Geography and Travel
Joannes Gennadius formed one of the best collections in the world of travel accounts on Greece and its neighboring countries. The collection includes the accounts of travelers who visited Greece and the Eastern Mediterranean and left their impressions for later generations to read. Many of the travelers, particularly in the Middle Ages, were pilgrims visiting the Holy Land and the various places associated with the Bible. These are supplemented by the accounts of merchants and sailors and, beginning largely in the sixteenth century, by a growing number of scholars and tourists who came to visit the places of classical antiquity. About 3,000 historical maps and many engravings complement the collection.
These travelers’ accounts are interesting in their own right, as they describe the pleasures and perils of travel in an age when movement was slow and frequently dangerous. The accounts also shed light on past customs and institutions, and they frequently describe or illustrate monuments and archaeological sites that have perished or been seriously damaged. These works are therefore important historical documents. The Library’s collections include the first edition of excerpts from the notes of Cyriacus of Ancona and a manuscript book of islands by the Florentine Cristoforo Buondelmonti who traveled through the Eastern Mediterranean in the first half of the fifteenth century, the important account of the Turkish traveler Evliya Celebi (1611-1679) and those of the English travelers Spon and Wheeler. Many of these journals are illustrated.

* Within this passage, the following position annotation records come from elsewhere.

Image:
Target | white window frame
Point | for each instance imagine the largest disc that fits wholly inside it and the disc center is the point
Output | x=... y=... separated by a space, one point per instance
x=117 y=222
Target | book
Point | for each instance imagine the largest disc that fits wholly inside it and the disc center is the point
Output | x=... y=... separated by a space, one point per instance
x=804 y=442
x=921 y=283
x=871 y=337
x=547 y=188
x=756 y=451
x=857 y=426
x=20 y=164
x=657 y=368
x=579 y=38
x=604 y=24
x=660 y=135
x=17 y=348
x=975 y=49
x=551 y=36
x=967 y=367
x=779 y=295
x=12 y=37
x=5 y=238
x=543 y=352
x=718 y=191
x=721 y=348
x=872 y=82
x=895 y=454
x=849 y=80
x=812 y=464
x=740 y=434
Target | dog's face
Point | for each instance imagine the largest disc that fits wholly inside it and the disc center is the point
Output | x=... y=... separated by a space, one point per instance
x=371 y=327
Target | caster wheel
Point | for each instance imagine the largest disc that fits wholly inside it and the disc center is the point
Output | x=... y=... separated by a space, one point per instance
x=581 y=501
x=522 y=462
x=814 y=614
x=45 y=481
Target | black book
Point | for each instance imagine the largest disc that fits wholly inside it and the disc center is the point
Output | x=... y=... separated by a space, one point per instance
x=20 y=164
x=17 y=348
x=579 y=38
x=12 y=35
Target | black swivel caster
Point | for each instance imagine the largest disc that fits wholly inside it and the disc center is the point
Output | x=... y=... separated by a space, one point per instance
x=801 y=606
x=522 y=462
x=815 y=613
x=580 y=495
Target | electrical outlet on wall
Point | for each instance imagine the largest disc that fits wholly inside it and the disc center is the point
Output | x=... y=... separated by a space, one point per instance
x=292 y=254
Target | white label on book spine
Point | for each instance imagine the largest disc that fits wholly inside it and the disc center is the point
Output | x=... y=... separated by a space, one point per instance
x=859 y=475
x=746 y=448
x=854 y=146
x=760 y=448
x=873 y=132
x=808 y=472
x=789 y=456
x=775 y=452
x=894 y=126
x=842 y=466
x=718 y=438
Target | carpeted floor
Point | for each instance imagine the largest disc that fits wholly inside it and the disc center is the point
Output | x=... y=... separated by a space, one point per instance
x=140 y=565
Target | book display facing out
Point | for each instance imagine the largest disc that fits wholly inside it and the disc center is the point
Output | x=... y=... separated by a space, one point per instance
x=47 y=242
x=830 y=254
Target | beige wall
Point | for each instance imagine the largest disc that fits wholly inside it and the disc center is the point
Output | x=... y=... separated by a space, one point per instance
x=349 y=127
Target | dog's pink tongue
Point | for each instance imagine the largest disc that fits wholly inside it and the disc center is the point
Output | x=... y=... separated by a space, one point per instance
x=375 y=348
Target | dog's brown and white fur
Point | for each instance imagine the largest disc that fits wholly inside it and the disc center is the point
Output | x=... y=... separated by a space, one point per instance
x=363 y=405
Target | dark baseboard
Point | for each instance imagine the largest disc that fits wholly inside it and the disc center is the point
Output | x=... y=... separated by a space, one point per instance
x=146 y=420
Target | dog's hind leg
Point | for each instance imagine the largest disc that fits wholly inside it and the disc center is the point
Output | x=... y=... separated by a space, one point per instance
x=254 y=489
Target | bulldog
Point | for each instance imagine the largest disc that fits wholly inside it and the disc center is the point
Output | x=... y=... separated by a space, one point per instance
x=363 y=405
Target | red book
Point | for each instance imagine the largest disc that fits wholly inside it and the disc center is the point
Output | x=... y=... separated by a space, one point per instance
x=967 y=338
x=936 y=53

Among the fine private archival collections, we should mention the collection of Jean Denis Barbier du Bocage (1760-1825), a French geographer and philologist, as well part of the collection of Baron Frederic Francois Guillaume de Vaundoncourt (1772-1845), a French General.
An invaluable catalog of the travelers’ accounts in the Gennadeion has been published by Shirley H. Weber (2 vols. Princeton, 1952-53).